Democracy is a system of participative governance. Therefore, the quality of governance derives from the quality of participation. As much as we would like to put the blame for the poor quality of governance on the people in government, at least some of the responsibility is borne by the section of the populace that brings these governments to power and allows them to avoid facing the consequences of their failure(s). To make matters worse, when succeeding governments don’t fix the problems created by their predecessor government, they also face no consequences.

As a result, for the political parties, winning elections becomes a function of (a) constructing narratives and (b) recruiting as many voters as possible to the ‘tribe’ that subscribes to their narrative; efficacy at doing their jobs is rendered irrelevant. This process is so airtight (albeit, not for all the voters, but with enough of them to be decisive) that defending the narrative of their ‘tribe’ becomes an article of faith. Coupled with this, there is the added difficulty in that the media – which is ideally meant to inform and enlighten / educate the voters – also falls in the tribal paradigm. As a result, you get the same ideas and arguments being repeated and rehashed ad infinitum in the media; any serious and objective analysis of major issues is sorely lacking. The uninformed voters – busy in their hectic lives on the work as well as the family front – have little to no opportunity to become better informed.

Policymaking, and shaping public opinion on policies, thus becomes completely captured by a small coterie of people, both in politics and the media (I dislike the overused term ‘elites’, but here it seems apt). This is why you get opinion polls revealing that one-third of Canadians are fine with prescribing MAiD for homeless people. Or why you see a startling graph showing that in B.C., death by overdosing on drugs has increased by 528% over 10 years (from 7.2 persons per 100,000 in 2013 to a projected 45.2 persons in 2023; see this Tweet by the Globe & Mail journalist Andrea Woo) – and yet, opposing the policy of ‘harm reduction’ via ‘safe supply’ instantly makes one a monster who wants to kill people.

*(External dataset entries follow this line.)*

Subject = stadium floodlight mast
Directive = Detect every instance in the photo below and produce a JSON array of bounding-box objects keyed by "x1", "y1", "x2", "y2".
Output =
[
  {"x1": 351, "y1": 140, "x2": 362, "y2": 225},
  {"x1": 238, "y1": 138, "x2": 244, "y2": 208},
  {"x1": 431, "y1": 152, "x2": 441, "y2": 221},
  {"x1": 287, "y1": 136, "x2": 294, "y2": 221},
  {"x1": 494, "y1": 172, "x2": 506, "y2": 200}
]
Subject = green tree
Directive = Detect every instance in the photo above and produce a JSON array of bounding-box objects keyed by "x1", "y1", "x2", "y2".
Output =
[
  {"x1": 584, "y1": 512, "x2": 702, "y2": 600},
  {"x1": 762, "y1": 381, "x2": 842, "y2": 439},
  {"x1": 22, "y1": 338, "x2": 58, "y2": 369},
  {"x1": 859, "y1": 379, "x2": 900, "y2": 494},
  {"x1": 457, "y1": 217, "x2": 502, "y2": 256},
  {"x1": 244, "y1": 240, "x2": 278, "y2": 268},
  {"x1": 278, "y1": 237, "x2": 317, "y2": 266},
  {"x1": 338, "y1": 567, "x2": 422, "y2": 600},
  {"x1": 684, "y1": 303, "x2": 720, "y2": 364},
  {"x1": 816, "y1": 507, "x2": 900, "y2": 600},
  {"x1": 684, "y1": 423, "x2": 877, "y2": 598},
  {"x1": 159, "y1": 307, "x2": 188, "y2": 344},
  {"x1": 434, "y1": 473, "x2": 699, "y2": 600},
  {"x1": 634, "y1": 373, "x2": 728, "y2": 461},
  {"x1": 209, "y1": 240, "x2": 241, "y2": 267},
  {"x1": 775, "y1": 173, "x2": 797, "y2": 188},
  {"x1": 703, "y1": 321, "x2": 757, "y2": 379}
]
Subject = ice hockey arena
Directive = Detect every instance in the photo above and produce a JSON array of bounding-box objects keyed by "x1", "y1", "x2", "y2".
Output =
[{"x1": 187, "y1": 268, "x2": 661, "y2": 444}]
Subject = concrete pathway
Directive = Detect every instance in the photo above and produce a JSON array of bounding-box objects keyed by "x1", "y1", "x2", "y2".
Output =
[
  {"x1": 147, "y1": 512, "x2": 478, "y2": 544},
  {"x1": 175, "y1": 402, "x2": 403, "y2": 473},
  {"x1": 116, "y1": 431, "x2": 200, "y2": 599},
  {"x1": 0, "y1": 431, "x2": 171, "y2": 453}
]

This inversion of reality happens because we have a State that is guilty of dereliction of duty, which is supported by enough Canadians who are apathetic to this state of dereliction, due to hyper-tribalism. No amount of data, facts & logic will suffice to budge them from their opinions because they would perceive doing so as an act of disloyalty to ‘their tribe’. I have examined this phenomenon at length in my earlier article ‘Structural Dysfunction’. As the title suggests, my view is that the policy-making apparatus in Canada is structurally dysfunctional, and therefore is not capable of delivering good policy. Any exception to this is purely the result of random chance.

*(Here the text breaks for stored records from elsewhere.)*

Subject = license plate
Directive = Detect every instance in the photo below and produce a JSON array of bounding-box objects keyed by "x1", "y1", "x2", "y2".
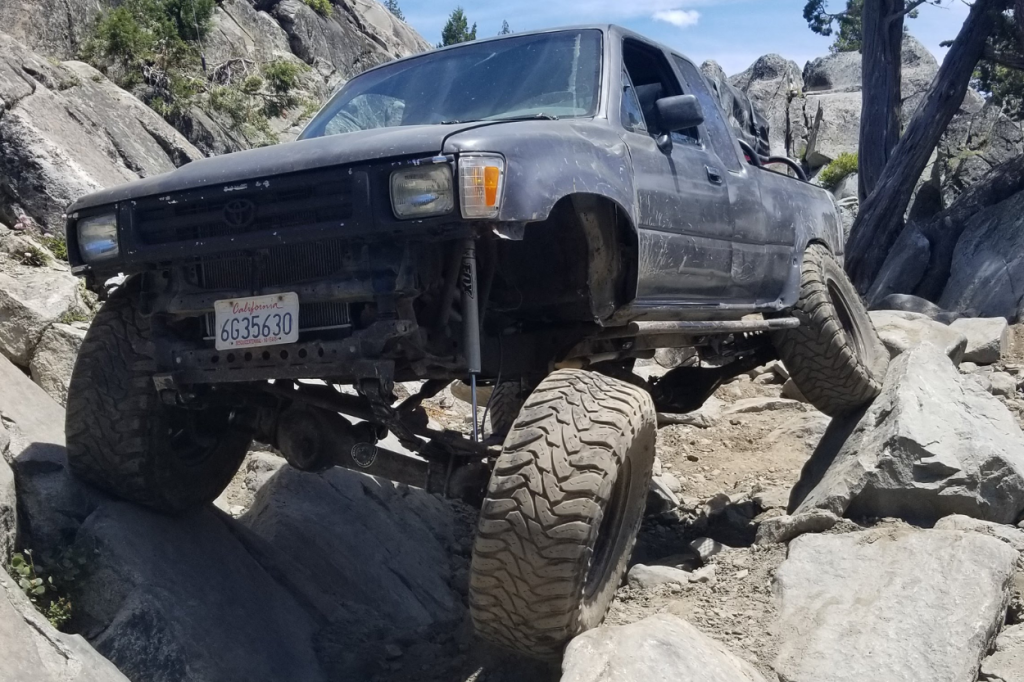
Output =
[{"x1": 213, "y1": 294, "x2": 299, "y2": 350}]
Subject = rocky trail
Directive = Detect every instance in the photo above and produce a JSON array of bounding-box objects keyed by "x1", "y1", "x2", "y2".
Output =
[
  {"x1": 0, "y1": 0, "x2": 1024, "y2": 682},
  {"x1": 0, "y1": 313, "x2": 1024, "y2": 682}
]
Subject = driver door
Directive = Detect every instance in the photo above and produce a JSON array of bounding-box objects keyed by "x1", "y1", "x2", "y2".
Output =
[{"x1": 623, "y1": 38, "x2": 733, "y2": 308}]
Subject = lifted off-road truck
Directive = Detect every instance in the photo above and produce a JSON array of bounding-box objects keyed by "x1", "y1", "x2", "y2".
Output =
[{"x1": 67, "y1": 27, "x2": 888, "y2": 656}]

To paraphrase an idiom, the failure of the Canadian State in ensuring the physical safety of its citizens (which here includes non-citizens such as Permanent Residents etc.) stretches from ‘conception to the grave’. Over the past 35 years, the Canadian State has gone from not bothering to determine when its interest / duty to protect the unborn child kicks in, to offering death to people because its own healthcare system failed to treat their ailment until it became untreatable, to offering death because it failed to provide the social supports needed by a disabled individual. Anyone who is lucky enough not to have faced this gauntlet is STILL at risk because violent offenders may be out on bail in their area (or out on parole, if they have been sentenced). Recently, I became aware of a notion called ‘faint hope’ that is used to let out violent offenders regardless of how many times they have been sentenced for grievous crimes. I remain puzzled as to how a ‘faint’ hope for a habitual violent criminal can take precedence over the far greater possibility of them causing harm to others. Beneath the veneer of being a peaceful society, Canada is a place where a lot of people’s lives or physical safety are unnecessarily at risk because the Canadian State has decided that it is no longer responsible for fulfilling its core and sacred duty to ensure that safety. It is up to Canadians to demand that the State once again start caring for their physical safety – assuming that they can rise above their hyper-tribalism.